10:00が始業と決めているところ、実際は9:54とか9:56が始業の打刻時間になってしまった場合。9:54や9:56から仕事を開始していれば、その時点から勤務時間にする。しかし、始業打刻の時間は早かったものの、実際に仕事を始めたのは10:00からだったならば、10:00から勤務時間を計上する。

9:54や9:56から仕事を開始したならば、そのことを届け出て、はみ出した時間を勤務時間として計上する。

9:54や9:56に始業の打刻はしたものの、10:00までは仕事を開始しなかったならば、届出は不要にする。


3番の方法ならば、届出を利用して、勤務時間に計上されない打刻のための余裕時間を設けることができます。

始業時刻から5分前まで(例えば、9:55から10:00まで)、また、終業時刻から5分後まで(例えば、16:30から16:35まで)を打刻のための余裕時間として設定し、その時間内に打刻するようにすれば、遅刻や早退になるかもしれないとハラハラしながら時間ピッタリに打刻する必要はなくなります。

例えば、10:00が始業時間で、9:57に始業打刻したならば、3分の時間差が生じます。この時間に仕事をしたのか、それともしなかったのか。

日付、勤務した時間、名前などを簡単な書面にして、届け出る。

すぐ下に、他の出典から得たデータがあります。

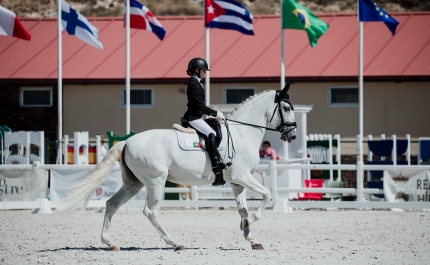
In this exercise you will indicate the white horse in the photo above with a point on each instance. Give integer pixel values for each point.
(152, 157)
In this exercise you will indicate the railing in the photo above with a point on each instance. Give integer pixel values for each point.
(278, 203)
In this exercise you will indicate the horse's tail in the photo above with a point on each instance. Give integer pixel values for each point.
(80, 191)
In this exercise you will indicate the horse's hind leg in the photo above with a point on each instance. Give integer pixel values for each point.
(155, 191)
(130, 187)
(240, 196)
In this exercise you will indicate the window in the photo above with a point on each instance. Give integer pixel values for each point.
(343, 96)
(139, 97)
(36, 97)
(236, 95)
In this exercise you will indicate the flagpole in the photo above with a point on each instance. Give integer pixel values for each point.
(360, 90)
(127, 66)
(207, 55)
(60, 83)
(282, 53)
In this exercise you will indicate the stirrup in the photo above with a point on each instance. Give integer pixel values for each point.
(219, 179)
(223, 166)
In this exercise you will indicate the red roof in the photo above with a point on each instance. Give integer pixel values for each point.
(233, 55)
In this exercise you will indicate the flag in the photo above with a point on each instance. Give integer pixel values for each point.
(11, 26)
(228, 14)
(369, 11)
(76, 24)
(142, 18)
(295, 16)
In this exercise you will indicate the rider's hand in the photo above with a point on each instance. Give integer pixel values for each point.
(220, 116)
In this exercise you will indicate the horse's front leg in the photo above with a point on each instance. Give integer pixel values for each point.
(240, 196)
(248, 181)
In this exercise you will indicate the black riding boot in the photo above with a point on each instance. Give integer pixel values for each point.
(213, 155)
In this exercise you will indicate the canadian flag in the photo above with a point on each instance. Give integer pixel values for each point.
(11, 26)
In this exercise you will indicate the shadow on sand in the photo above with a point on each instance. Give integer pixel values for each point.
(229, 249)
(122, 249)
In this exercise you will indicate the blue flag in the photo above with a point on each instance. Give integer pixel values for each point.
(369, 11)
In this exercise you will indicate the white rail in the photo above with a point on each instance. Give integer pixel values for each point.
(272, 170)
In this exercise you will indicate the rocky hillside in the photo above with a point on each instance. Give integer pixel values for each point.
(91, 8)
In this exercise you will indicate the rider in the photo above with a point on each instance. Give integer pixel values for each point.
(197, 68)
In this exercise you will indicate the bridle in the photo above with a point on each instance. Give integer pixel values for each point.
(283, 127)
(281, 96)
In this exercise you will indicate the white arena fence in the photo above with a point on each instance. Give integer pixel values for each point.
(279, 203)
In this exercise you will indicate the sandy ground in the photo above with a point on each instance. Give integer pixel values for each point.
(213, 237)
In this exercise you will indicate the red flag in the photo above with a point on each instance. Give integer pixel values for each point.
(11, 26)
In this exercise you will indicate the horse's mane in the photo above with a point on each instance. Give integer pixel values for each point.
(247, 101)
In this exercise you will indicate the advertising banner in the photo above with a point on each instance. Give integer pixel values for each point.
(407, 186)
(61, 179)
(23, 185)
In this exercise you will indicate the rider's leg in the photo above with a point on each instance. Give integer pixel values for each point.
(204, 128)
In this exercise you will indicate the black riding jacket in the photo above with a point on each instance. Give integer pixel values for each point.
(196, 101)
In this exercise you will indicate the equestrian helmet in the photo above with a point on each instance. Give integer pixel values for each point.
(196, 63)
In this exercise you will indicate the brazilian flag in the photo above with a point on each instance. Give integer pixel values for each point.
(295, 16)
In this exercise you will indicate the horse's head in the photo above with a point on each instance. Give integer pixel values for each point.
(283, 115)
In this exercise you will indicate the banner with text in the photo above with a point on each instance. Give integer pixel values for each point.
(407, 186)
(61, 179)
(23, 185)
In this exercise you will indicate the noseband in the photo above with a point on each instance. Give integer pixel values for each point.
(283, 127)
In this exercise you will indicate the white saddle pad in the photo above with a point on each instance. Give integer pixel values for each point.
(191, 141)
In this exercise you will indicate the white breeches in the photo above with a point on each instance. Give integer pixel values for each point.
(201, 126)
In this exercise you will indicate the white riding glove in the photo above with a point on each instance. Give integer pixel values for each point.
(220, 116)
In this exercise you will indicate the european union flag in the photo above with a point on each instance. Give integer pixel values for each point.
(369, 11)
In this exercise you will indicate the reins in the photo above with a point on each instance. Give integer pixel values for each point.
(281, 96)
(253, 125)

そうすれば、3分間に何があったのか、後からでも分かります。


届出の手続きを介在させることで、打刻の手続きのために時間に余裕を作りつつ、契約時間外の勤務を発生させないようにする。

これが妥当な解決策ではないかと私は思います。

もし、届出の手続きは面倒で続かないだろうと思うならば、全ての時間を勤務時間にしてしまうのも良いでしょう。



ただし、選択肢2の方法には注意する点があります。

実際に発生した労働時間を踏み倒すための手段としてこの方法を使ってはいけません。わずか数分のことですが、始業時間前であれ、終業時間後であれ、実際に仕事を始めていた、もしくはしていたならば、それは労働時間です。

サービス労働させるためではなく、不明朗な時間を無くすのが目的ですので、正しく運用して下さい。